Build in qualitative depth. Even a small number of depth interviews alongside the quantitative fieldwork will dramatically improve your ability to interpret the scores.

Commit to consistency. Don’t change your question set between waves unless you have a compelling strategic reason to do so, and if you do change it, maintain a bridge question set so you can track the transition.

Connect to commercial data. Build the reporting infrastructure to put brand health metrics alongside business performance data from the start, not as an afterthought.

The BCG perspective on agile marketing organisations is relevant here: the organisations that get the most value from brand measurement are the ones that have built the internal capability to act on what they find, quickly, rather than waiting for the annual planning cycle to respond to what the data is telling them.

Brand health measurement is one piece of a larger strategic picture. If you’re working on how your brand is positioned, differentiated, and built to last, the brand positioning and archetypes hub brings together the strategic frameworks that make measurement meaningful.

About the Author

Keith Lacy is a marketing strategist and former agency CEO with 20+ years of experience across agency leadership, performance marketing, and commercial strategy. He writes The Marketing Juice to cut through the noise and share what works.

Frequently Asked Questions

What is a brand health study?
A brand health study is a structured research programme that measures how a brand is perceived, recalled, and trusted by its target audience. It typically tracks metrics including spontaneous and prompted awareness, consideration, preference, brand attribute associations, and Net Promoter Score, usually benchmarked against key competitors.
How often should a brand health study be conducted?
For most mid-to-large organisations, quarterly tracking with an annual deep-dive is a practical cadence. Quarterly waves give you enough data points to identify trends without the cost of continuous measurement. Smaller organisations often run biannual studies, which is workable provided the methodology stays consistent between waves.
What metrics should a brand health study include?
A well-constructed brand health study should cover spontaneous and prompted awareness, consideration, preference, brand attribute associations specific to your category and positioning, and sentiment or NPS. Awareness alone is insufficient. The most commercially useful metrics are consideration, preference, and the specific attributes that signal whether your positioning is landing with the right audiences.
What is the difference between brand health tracking and a one-off brand study?
A one-off brand study gives you a snapshot of where your brand stands at a single point in time.

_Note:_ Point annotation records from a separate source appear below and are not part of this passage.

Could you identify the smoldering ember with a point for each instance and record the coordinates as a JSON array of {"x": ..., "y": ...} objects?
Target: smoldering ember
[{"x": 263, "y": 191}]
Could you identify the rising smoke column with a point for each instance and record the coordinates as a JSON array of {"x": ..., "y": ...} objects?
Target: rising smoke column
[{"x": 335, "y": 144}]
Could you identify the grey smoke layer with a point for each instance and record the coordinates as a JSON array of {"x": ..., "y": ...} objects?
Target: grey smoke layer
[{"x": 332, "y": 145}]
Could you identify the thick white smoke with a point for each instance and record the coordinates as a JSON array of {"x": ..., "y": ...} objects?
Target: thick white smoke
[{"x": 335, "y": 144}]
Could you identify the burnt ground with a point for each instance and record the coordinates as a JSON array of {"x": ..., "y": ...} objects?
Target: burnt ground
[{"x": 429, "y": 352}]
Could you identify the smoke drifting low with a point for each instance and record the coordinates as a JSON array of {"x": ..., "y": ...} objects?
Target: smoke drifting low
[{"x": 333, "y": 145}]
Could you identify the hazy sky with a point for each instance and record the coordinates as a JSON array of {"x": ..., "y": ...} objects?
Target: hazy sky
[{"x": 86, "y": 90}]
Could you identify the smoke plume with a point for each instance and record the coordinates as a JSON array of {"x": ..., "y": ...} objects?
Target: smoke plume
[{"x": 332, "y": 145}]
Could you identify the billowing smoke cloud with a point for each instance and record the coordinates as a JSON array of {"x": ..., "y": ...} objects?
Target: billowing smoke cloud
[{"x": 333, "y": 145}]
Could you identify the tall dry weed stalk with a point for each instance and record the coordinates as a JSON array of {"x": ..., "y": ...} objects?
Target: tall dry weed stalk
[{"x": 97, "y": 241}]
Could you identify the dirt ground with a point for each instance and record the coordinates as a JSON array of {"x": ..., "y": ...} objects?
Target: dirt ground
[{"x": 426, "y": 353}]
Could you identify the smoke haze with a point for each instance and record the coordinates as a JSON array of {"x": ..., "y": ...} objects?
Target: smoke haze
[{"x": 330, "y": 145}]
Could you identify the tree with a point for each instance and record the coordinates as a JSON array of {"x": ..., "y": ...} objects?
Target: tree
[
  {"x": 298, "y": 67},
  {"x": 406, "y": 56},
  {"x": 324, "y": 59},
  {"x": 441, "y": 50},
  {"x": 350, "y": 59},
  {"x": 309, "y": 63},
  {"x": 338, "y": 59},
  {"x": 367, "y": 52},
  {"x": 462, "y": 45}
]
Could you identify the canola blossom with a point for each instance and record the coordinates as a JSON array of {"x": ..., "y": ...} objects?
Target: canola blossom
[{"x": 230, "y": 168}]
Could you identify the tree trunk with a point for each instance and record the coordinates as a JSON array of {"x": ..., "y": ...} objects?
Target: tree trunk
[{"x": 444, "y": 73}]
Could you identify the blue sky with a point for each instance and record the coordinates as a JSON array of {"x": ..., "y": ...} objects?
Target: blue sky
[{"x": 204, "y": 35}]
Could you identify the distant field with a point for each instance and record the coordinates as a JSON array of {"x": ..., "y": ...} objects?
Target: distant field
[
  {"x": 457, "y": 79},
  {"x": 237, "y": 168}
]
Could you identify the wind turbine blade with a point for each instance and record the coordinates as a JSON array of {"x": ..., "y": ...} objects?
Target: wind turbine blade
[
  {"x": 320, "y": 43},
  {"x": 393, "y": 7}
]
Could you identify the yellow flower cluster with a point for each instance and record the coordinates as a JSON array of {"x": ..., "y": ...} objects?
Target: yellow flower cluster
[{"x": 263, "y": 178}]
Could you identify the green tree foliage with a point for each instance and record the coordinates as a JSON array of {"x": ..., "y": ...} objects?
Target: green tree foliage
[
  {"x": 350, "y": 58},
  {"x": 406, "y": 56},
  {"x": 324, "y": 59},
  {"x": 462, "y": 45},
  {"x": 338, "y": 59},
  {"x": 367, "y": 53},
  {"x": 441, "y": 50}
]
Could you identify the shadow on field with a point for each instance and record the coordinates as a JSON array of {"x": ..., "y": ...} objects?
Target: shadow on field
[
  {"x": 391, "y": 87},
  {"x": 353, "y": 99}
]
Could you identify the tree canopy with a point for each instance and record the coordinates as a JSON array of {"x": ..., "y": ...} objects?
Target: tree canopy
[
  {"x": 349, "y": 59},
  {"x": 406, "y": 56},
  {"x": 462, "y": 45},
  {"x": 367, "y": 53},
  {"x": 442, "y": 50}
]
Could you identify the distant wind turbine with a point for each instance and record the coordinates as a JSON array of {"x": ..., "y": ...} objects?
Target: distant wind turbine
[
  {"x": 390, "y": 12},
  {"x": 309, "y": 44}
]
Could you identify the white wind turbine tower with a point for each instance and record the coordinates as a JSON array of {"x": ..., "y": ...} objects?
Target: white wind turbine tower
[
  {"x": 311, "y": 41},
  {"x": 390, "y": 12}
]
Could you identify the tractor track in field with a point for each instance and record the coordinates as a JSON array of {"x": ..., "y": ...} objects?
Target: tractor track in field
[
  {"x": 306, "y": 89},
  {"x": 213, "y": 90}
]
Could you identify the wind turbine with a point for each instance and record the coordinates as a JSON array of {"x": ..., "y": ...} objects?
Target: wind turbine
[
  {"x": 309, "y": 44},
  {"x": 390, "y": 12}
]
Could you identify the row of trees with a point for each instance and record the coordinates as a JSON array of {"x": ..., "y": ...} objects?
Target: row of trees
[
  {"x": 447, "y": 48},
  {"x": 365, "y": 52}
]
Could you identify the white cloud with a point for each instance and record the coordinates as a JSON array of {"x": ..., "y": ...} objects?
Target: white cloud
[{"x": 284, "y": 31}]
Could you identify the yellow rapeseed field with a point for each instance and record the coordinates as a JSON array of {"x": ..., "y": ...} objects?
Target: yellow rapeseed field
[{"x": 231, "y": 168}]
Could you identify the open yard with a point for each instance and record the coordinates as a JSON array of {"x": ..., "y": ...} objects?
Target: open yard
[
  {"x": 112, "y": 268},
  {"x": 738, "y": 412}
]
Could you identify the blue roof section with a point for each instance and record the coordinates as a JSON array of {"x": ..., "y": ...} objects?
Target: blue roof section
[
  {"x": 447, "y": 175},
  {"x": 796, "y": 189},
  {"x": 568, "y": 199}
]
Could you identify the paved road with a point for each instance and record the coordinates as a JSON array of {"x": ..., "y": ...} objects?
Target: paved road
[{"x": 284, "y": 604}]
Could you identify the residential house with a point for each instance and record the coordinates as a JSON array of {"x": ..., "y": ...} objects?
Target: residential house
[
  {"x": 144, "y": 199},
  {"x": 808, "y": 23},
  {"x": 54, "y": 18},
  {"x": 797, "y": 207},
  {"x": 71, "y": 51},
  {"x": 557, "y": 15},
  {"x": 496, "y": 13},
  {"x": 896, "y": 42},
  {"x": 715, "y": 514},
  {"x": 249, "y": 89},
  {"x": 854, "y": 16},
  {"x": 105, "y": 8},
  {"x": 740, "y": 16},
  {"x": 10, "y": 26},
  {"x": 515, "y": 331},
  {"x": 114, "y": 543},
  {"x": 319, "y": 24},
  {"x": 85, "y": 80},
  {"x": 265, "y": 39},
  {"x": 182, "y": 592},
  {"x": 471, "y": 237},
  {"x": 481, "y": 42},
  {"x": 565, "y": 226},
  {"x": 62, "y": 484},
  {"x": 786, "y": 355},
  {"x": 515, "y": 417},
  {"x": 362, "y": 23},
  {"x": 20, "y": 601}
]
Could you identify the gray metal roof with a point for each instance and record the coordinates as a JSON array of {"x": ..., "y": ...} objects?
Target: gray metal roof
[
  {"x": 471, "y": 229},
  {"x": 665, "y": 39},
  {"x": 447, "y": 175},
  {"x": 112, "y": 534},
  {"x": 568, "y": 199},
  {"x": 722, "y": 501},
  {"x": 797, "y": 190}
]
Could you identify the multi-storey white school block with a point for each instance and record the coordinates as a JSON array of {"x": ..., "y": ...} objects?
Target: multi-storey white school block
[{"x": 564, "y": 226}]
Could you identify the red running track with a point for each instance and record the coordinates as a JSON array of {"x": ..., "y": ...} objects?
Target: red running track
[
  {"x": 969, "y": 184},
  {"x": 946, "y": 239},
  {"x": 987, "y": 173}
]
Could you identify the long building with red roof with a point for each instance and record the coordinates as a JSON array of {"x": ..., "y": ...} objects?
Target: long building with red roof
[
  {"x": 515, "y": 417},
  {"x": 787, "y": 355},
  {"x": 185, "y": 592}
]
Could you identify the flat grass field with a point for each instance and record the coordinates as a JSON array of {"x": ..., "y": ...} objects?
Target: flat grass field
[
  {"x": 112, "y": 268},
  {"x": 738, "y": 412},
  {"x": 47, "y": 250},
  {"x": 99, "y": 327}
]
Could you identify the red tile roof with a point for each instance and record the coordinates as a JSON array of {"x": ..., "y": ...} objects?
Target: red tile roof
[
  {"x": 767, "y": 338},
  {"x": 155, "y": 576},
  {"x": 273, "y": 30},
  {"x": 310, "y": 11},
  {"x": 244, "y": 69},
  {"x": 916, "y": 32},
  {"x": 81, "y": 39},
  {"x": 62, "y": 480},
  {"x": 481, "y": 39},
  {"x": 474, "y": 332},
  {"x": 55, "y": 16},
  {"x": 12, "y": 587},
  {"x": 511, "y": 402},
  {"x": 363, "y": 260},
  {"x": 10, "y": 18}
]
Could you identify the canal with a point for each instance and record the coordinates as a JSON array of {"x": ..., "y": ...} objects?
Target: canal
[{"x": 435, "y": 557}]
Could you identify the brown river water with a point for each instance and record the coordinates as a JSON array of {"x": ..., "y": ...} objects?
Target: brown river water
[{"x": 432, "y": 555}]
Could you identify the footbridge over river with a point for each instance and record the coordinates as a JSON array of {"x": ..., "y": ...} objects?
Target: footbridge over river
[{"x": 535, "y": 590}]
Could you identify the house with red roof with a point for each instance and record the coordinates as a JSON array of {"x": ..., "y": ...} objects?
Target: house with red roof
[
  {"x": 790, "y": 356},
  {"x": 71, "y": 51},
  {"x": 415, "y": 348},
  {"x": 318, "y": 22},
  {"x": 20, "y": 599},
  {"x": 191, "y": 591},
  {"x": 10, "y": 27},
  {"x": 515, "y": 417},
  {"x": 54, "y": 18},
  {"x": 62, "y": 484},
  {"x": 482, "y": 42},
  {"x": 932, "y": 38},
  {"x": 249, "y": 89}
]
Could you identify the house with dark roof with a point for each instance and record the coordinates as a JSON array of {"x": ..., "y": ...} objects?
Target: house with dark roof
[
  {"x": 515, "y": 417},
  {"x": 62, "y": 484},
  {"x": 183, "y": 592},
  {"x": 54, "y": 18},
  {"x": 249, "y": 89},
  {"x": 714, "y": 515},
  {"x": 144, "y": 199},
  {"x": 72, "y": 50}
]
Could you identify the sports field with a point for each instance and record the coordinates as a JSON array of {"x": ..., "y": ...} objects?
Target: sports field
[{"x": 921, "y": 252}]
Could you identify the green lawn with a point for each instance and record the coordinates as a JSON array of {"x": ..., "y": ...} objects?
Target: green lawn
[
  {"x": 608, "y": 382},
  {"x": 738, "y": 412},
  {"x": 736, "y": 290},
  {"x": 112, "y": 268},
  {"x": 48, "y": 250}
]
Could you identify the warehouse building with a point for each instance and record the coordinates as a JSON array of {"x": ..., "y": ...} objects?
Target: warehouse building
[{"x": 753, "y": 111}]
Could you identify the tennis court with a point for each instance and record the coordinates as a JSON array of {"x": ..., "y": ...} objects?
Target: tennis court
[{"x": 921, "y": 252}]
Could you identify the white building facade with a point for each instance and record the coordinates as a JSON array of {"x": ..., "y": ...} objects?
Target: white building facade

Brand health tracking runs the same methodology repeatedly over time, allowing you to identify trends, measure the impact of brand investment, and distinguish between structural shifts and short-term fluctuations. Tracking data is significantly more useful for strategic decision-making than a single wave of research.
How do you connect brand health metrics to business performance?
The most effective approach is to build a reporting model that places brand health metrics alongside commercial performance data, including revenue, margin, acquisition cost, and retention rates, so the relationship between them becomes visible over time. Even a simple dashboard that combines both data sets will surface correlations that justify brand investment in commercial terms and help identify which brand metrics are leading indicators of business outcomes.